I am having serious issues dealing with the presence of this orange fluffy dog Fritz that licks everything and eats dust and his own vomit yipping at squirrels from the comfort of my childhood home. I am guilty of severe anti-dog bigotry. I mean, I had a bunny before the flood, we had a black and white tuxedo shorthair cat from Christmas 1995 to now, a chocolate-point Himalayan between 1998 and 2001 or something, a blue budgerigar (Percy) my senior year of high school. For as long as I can remember, my house has smelled strongly of cat pee, and now there are only stains, darkened carpet and warped wood. I did, as a baby, have an awful babysitter with huge dogs, and have memories of them barking as I sat petrified atop a speaker in the living room, and my mom kept getting knocked over by their german shepherd while pregnant with me, but I don't really know if that's all of why I just don't like dogs. My heart is completely sealed to them, and I don't even want to pet them when I see them. I mostly find this dog annoying, since there's no reason to fear him (he doesn't bite or otherwise maul people and his bark sounds more stupid than terrifying most of the time), but I basically can't wait for my mom to find the orange kitty she wants so I can spend time with him (orange cats are usually "him") instead. It has been established that the little budgie Percy has no real enthusiasm for anything in life except the promise of more millet and glimpses of his own reflection. I sort of worry that it will set me up for problems later in life if people I live with dearly love dogs or hate or are allergic to cats, so I wonder if I should try to be more forgiving of dogs. I feel bad for not liking Fritz, but honestly, he's too happy and playful and really needs to chill. He's got this universal appeal that doesn't exactly endear him to me.

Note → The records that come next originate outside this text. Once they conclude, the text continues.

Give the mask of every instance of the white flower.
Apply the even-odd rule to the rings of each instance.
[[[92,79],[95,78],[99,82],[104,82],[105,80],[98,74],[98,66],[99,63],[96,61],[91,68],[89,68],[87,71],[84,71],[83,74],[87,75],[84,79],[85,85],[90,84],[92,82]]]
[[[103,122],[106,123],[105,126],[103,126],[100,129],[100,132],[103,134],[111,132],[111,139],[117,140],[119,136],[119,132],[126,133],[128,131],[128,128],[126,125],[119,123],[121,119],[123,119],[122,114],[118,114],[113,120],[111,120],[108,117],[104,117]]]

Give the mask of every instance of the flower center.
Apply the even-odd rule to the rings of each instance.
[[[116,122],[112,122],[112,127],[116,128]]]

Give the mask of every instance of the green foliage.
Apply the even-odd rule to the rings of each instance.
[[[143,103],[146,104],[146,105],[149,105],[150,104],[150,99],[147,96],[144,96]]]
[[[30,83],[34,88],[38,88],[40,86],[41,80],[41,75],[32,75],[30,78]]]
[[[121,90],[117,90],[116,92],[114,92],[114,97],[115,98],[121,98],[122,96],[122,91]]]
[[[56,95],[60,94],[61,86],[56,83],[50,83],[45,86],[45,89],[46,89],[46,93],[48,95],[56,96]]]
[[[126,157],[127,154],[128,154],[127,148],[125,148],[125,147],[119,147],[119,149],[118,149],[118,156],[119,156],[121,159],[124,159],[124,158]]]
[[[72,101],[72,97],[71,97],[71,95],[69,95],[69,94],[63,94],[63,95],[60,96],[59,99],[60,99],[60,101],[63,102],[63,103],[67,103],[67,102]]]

Then there are all the little bits of white-trashery that ooze out of this place. Letters from my crack-whore not-aunt, yet another child murder, stories of bums and conmen and drunks and other crazies from my dad's bus route. Things I remember and have been glad to leave behind.

I know I need to tackle the beast of cleaning my room and talking to my boss about working, but the past couple days were necessary as a buffer before I sink into the horrific piles so characteristic of my entire house and think about working downtown every day instead of working on them, and hearing new crazy legal problems. My boss is a fantastic guy, but there is still a lot of stress associated with working for him.

There are nice things. I still have friends to meet, once they make their presence in town known to me. I have been invited to a former history teacher and thoroughly exceptional human being's place for post-Christmas desserts. I will soon be sick of restaurants. We no longer have a raccoon infestation, and the plumbing's fixed, even if there is still a hole in the floor.

I guess I made it out of Florida without being kidnapped by pervs or becoming addicted to drugs. Mediocre by most standards, a success story for me.